In short, the powers that be pay lip service to worthy concepts while allowing free market capitalism, which is in herently unsustainable, to continue unhindered.
Lip service is also paid to “community initiatives” - these usually involve professionals being parachuted into a deprived community and “empowering” said community. Needless to say, the concept is absurd and usually means three or six years of grant chasing to maintain the initial momentum. What remains depends very much on the extent to which the community was engaged, if it all, in the initiative. But at least it’s another box ticked.
A far more sustainable model for Welsh communities, especially rural ones facing the loss of basic services such as shops, post offices, pubs and schools, is offered by the North Pembrokeshire village of Hermon.
The fight to retain the local school was lost but something more precious was won - a passion to save the community. From that, the community was galvanised and took on the school as a new community resource centre.
Realising that dependency on grants - that can be switched on and off at the whim of unaccountable bureaucrats - the villagers decided on a truly sustainable funding source.
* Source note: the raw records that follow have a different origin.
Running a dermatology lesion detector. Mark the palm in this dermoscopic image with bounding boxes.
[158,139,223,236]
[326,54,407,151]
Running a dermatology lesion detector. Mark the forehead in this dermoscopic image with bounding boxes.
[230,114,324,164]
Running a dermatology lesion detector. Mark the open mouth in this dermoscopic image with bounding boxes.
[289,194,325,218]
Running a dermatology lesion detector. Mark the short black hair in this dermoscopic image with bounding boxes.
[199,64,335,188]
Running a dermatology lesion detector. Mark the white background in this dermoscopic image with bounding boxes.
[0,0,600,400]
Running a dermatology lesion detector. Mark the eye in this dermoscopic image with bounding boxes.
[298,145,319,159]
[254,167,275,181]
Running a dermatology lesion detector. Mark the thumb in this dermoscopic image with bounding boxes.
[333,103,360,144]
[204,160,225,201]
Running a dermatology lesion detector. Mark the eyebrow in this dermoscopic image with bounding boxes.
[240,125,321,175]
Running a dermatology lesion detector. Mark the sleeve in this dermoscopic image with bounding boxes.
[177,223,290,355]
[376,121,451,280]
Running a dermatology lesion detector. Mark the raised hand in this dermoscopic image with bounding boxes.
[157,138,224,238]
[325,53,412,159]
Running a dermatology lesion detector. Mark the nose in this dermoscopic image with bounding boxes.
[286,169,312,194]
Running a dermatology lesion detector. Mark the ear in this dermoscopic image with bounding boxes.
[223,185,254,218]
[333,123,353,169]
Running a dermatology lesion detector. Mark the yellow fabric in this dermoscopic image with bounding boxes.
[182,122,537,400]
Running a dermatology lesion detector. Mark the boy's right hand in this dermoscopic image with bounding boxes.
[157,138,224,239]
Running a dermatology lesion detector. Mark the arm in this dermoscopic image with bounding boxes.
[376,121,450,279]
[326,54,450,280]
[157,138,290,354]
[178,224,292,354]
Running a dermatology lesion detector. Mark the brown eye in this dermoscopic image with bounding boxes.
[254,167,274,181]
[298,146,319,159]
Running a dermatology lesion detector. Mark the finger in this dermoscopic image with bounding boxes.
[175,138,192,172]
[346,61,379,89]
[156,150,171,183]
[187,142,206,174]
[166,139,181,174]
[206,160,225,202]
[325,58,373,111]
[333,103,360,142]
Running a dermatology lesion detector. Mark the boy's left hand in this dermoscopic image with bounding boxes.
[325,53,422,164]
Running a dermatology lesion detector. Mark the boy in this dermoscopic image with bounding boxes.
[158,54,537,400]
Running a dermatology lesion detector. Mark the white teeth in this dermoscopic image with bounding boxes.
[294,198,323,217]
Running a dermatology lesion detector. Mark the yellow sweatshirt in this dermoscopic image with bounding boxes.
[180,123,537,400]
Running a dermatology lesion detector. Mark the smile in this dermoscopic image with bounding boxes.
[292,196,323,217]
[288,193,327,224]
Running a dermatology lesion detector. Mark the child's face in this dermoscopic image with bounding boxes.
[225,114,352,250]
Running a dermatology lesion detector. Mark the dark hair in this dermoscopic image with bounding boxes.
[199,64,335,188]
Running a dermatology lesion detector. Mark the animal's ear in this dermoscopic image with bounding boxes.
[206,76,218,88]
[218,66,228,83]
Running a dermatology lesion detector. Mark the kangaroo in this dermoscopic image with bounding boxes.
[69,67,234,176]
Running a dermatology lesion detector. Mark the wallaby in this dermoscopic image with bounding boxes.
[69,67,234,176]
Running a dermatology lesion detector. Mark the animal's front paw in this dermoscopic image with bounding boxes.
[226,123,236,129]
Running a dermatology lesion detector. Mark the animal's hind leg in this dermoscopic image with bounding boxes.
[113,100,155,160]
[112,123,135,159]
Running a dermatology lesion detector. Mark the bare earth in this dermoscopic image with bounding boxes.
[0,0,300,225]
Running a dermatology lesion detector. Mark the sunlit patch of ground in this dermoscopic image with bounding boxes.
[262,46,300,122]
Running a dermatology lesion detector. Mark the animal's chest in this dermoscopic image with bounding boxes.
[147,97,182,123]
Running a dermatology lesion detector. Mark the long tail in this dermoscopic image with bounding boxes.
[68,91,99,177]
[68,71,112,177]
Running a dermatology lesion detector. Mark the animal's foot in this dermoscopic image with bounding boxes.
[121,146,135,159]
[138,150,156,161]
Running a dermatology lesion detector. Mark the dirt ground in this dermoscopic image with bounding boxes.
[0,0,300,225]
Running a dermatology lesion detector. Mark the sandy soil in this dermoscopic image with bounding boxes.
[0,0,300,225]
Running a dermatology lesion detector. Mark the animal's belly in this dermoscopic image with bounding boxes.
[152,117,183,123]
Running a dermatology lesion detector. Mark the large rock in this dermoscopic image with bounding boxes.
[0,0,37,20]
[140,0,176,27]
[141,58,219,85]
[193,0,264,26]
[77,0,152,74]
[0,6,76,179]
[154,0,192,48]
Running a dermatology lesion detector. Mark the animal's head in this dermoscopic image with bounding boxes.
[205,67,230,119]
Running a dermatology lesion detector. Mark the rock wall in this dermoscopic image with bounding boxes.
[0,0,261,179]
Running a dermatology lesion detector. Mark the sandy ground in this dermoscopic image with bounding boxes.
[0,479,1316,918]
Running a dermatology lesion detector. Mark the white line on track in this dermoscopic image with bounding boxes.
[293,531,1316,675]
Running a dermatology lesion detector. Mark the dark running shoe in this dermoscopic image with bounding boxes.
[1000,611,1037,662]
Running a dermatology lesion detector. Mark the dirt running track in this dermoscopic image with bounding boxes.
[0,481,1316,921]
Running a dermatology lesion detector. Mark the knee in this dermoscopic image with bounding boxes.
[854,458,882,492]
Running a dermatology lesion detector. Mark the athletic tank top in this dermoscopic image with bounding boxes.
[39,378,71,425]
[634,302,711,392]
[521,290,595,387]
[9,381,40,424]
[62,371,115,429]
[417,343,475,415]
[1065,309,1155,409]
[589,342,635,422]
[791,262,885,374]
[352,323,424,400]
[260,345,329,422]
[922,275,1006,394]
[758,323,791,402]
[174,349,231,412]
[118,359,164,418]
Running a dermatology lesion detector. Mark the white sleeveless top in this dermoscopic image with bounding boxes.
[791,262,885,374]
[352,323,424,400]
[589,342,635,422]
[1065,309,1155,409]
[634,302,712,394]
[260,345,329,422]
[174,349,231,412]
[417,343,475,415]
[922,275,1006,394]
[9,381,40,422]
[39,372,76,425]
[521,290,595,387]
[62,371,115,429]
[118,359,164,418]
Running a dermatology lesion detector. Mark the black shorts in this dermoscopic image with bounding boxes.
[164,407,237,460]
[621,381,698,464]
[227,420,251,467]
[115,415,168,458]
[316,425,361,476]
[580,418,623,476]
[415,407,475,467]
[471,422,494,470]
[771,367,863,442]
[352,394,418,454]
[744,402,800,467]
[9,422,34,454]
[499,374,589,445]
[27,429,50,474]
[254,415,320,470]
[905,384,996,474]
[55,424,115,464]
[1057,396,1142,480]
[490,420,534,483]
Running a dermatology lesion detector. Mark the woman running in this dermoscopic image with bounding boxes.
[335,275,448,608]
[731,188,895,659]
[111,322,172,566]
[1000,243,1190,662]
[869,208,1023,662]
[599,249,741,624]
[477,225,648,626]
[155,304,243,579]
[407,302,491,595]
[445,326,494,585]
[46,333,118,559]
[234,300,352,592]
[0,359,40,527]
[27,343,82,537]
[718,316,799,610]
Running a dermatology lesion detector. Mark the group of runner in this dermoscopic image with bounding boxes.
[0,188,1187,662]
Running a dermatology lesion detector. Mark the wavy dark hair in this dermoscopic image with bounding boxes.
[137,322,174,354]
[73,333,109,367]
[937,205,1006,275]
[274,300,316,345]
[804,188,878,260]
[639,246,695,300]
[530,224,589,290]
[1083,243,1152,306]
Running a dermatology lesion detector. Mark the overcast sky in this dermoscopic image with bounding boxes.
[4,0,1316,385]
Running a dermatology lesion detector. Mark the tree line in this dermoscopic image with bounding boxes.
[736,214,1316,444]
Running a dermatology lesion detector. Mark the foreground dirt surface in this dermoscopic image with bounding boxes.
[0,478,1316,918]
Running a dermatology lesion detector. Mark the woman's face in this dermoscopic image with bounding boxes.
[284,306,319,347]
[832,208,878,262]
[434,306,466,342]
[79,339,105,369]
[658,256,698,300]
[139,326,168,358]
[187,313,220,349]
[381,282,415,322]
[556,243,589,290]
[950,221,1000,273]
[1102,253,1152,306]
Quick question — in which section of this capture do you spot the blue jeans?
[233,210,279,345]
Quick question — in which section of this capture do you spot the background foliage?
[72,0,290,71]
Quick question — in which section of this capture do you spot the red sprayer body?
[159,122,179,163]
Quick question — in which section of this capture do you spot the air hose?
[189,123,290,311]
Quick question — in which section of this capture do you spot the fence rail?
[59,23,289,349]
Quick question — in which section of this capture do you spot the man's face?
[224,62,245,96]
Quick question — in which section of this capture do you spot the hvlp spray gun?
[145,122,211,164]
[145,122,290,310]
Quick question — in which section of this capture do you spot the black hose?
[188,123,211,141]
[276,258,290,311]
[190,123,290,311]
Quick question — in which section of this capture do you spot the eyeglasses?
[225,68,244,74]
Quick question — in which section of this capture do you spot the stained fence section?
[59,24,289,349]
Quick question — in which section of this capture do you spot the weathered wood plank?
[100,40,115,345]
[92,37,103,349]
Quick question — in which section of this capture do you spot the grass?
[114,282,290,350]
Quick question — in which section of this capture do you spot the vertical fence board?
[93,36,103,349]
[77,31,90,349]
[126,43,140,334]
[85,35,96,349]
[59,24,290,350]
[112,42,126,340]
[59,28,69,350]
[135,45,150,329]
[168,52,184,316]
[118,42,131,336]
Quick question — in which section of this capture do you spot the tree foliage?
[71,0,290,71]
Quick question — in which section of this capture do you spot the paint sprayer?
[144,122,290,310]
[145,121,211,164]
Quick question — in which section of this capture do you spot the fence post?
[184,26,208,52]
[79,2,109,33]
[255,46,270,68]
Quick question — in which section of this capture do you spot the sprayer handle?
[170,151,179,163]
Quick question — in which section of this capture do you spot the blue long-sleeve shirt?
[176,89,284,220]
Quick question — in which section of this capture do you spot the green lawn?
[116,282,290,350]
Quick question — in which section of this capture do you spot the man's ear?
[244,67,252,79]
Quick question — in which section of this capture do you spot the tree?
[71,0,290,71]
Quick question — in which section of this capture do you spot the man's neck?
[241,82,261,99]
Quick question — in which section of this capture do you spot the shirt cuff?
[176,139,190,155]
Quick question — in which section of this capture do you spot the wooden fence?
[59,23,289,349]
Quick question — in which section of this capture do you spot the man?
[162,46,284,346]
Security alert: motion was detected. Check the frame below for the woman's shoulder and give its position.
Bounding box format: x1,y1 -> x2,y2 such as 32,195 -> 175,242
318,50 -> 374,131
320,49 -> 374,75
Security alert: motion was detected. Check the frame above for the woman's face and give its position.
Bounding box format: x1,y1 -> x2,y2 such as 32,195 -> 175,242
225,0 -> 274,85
They want to build two wind turbines that, when operating, will generate £100,000 annual surplus for the community.
Because it’s not a large multinational imposing a large-scale development on the community and reaping the profits, the community is fully supportive of the wind turbines.
More importantly, Cris Tomos and his community association (see page 16 for the full story) are a lesson to all grassroots initiatives in terms of engaging with the people and ensuring that that word “sustainable” is more than just a trendy term.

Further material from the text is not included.